Belki de ilk çağlarda bile tolere edilemeyecek bir şey oluyor:  ilk çağda bile bir toplumun, toplum olarak devamını sağlayacak olan, çok ilkel de olsa bir kural vardır hani. Bir kabile, belki bir iki tane yasa maddesi diyebileceğimiz bir şeyde, şu anda bize çok tuhaf gelen bir söz dizimi ile anlaşmıştır ve ona uyduğu sürece ayakta kalmaktadır.

İşte Türkiye’de şimdi, AKP bir kabile reisinin bile yapamayacağı bir şeyi yapıyor; hiçbir yasa tanımıyor.

Anayasa ayaklar altında.

Yasama ve yargı, polisin ve hükümetin elinde.

Hâkimler ve Savcılar Yüksek Kurulu. Yargıtay. Danıştay. Sayıştay. Bu her biri çok kudretli adlara sahip kurumlar ne oluyor? Her biri, tek bir adamın elinde oyuncak mı?

Onlar oyuncak değil, başbakanın elindeki şey, devlet denen o en büyük baskı aygıtının somut parçalarıdır. Ve onları şimdi, sadece cemaate değil, yönettiği toplumun üzerine sallıyor da sallıyor.

Sallıyorsun da başbakan, o parçaların gerçek sahibi olan halk da bütün bunları görüyor. Sana o güvendiğin oyları, elinde salladığın devlet aygıtının, o en korkutucu olan, silahlı olan tarafının darbelerinden bıktığı usandığı için vermişti.

Ama biz de nerde öyle lider? Tarihten tek öğrendikleri şey, o aynı silahlı kuvvetlerin eteklerine sığınmak işte. Erdoğan’ın daha öncekilerden tek farkı; bütün bunları bu kadar efelendikten sonra ve sırf para yüzünden yani hem bu kadar geniş bir açıyla ve ahlaken sadece kendisi için yapması. Ne paraymış be arkadaş, bu kadar acayip işler yaptırıyor. AKP’ye Ergenekon’u, darbecileri aklattırıyor.

*

Derler ki, etik hep önden gider, yasa arkadan gelir.

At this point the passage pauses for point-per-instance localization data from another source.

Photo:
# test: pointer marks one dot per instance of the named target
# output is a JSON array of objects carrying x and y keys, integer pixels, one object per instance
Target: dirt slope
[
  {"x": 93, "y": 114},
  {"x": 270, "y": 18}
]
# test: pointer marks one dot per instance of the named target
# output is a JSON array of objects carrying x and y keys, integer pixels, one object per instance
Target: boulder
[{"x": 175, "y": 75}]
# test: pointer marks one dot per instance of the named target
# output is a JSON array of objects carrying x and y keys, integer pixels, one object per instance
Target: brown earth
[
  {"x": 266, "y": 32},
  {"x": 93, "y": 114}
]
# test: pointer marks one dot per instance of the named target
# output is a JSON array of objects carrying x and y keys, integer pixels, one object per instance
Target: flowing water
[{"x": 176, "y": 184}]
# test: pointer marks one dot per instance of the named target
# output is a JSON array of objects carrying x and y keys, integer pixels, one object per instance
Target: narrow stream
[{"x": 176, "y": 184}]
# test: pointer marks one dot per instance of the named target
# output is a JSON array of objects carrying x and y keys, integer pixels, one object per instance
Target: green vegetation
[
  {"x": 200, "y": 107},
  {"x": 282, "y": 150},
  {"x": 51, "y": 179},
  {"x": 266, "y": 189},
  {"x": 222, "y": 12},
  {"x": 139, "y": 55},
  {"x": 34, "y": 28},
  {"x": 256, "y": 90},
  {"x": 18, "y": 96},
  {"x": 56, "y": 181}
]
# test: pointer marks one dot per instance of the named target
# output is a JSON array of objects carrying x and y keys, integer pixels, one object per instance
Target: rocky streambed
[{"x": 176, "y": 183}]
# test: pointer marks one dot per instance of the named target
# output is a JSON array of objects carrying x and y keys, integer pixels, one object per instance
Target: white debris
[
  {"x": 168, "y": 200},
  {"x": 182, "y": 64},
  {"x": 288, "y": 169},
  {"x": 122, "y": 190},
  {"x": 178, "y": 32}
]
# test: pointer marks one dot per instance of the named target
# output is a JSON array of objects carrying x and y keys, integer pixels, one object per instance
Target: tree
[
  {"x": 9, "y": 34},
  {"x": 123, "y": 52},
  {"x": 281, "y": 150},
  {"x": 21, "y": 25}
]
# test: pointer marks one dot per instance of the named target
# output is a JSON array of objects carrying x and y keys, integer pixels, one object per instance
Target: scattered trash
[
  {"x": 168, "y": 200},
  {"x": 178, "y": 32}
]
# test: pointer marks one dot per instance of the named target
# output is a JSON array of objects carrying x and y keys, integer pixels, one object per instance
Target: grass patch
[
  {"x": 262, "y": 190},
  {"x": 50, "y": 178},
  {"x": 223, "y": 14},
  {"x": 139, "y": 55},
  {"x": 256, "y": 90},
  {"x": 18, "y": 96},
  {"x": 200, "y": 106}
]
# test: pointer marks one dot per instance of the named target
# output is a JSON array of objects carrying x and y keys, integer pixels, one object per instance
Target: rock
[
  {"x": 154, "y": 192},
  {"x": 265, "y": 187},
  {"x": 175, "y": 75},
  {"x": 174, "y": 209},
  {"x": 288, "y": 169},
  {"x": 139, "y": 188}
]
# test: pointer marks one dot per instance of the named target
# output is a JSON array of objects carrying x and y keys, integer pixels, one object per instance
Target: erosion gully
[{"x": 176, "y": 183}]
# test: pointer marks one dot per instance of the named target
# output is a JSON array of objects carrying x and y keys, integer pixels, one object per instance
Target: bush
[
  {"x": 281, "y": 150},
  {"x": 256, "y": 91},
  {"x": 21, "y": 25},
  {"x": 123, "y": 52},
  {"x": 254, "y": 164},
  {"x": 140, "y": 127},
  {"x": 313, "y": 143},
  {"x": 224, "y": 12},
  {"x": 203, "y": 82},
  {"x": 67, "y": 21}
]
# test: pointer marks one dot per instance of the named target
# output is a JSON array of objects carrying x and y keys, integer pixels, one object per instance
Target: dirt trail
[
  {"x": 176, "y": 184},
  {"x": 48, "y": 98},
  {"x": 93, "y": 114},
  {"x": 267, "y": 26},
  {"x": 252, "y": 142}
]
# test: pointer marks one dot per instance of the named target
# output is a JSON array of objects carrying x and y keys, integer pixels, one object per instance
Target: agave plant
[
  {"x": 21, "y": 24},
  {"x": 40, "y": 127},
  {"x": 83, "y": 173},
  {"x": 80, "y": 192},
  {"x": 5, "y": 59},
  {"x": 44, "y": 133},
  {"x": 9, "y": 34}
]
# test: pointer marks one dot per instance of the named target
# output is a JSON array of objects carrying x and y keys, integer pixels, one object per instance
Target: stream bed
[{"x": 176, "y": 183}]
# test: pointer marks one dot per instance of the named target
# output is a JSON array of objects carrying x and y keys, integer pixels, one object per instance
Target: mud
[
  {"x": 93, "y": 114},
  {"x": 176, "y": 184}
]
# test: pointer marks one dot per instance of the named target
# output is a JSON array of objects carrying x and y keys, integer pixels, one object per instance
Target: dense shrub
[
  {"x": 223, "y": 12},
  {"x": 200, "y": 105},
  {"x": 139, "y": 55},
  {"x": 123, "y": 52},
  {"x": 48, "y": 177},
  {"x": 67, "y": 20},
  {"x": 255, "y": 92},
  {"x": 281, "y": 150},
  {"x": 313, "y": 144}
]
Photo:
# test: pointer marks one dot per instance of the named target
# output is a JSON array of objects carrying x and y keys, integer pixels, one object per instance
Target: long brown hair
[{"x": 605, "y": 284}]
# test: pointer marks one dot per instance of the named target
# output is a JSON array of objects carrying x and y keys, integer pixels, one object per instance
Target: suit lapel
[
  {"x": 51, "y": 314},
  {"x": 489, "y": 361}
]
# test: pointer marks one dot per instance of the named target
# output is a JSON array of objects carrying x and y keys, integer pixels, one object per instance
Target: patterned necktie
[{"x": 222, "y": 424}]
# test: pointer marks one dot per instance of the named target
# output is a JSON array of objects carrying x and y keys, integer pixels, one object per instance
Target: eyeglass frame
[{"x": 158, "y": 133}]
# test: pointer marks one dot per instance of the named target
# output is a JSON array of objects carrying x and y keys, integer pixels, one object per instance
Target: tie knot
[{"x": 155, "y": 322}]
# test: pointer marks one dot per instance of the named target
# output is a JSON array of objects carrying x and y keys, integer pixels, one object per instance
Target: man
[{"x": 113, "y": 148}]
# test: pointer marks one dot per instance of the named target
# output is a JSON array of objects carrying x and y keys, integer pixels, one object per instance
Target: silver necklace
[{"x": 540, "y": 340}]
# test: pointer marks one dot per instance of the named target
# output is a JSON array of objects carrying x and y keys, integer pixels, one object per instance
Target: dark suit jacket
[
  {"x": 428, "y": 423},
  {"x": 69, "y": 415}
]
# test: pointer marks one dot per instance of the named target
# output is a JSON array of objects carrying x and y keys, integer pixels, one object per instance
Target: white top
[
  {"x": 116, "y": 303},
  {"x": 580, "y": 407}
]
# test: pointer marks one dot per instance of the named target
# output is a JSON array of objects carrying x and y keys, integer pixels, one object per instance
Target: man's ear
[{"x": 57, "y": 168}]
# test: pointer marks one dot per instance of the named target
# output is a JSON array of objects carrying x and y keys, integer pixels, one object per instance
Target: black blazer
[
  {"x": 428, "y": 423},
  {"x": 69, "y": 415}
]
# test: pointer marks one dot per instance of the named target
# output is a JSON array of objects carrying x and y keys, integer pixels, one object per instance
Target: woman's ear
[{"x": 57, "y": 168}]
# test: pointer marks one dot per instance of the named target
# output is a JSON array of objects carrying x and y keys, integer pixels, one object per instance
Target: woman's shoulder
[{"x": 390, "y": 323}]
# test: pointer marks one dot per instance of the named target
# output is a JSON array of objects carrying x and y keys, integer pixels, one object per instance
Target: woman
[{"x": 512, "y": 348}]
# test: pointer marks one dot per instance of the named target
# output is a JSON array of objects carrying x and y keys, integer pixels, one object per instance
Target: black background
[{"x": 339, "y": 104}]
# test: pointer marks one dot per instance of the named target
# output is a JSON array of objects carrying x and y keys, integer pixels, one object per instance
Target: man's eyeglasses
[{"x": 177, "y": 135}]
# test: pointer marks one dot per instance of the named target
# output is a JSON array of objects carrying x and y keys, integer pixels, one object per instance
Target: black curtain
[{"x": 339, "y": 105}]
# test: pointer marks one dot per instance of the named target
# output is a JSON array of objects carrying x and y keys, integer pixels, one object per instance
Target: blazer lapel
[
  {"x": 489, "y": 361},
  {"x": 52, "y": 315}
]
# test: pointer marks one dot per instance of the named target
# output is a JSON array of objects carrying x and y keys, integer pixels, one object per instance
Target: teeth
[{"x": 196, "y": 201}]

Bizde şimdi bu da tersine çevrildi, önden ahlaksızlık, arkasından yasası geliyor. Değil sadece Türkiye halklarının, bütün peygamberlerin ve antikçağdan bu yana bütün filozofların kemikleri sızlıyor şu anda.

*

Ama bütün bunlar için ne diyecekler yarın; “kaçınılmaz”.

İnsanlık suçlarının en büyüklerine, F-16’larla çocuk bombalamaya nasıl kaçınılmaz dedilerse bugün, her şey için böyle diyebilirler.

Uludere kaçınılmaz bir hata sonucuymuş meğer duydunuz mu?

Evlerinden haritaya bakarak çocuk bombalatırken kaçınamamışlar Erdoğan ve Özel. 

*

Bu adamların elinde oyuncak gibi salladıkları şey, o devlet denilenin o parçaları, oyuncak haline getirdikleri , bizlerin gerçek hayatlarıdır. Uludere’de, Gezi’de, Zonguldak’ta madenlerde, İstiklal caddesinde eylemlerde, mecliste, mahkemede, her yerde, hayatlarımızı, bu ellerden alarak, yaşanmaya değer hale getirmeye yeminli bir toplum da var bugün Türkiye’de.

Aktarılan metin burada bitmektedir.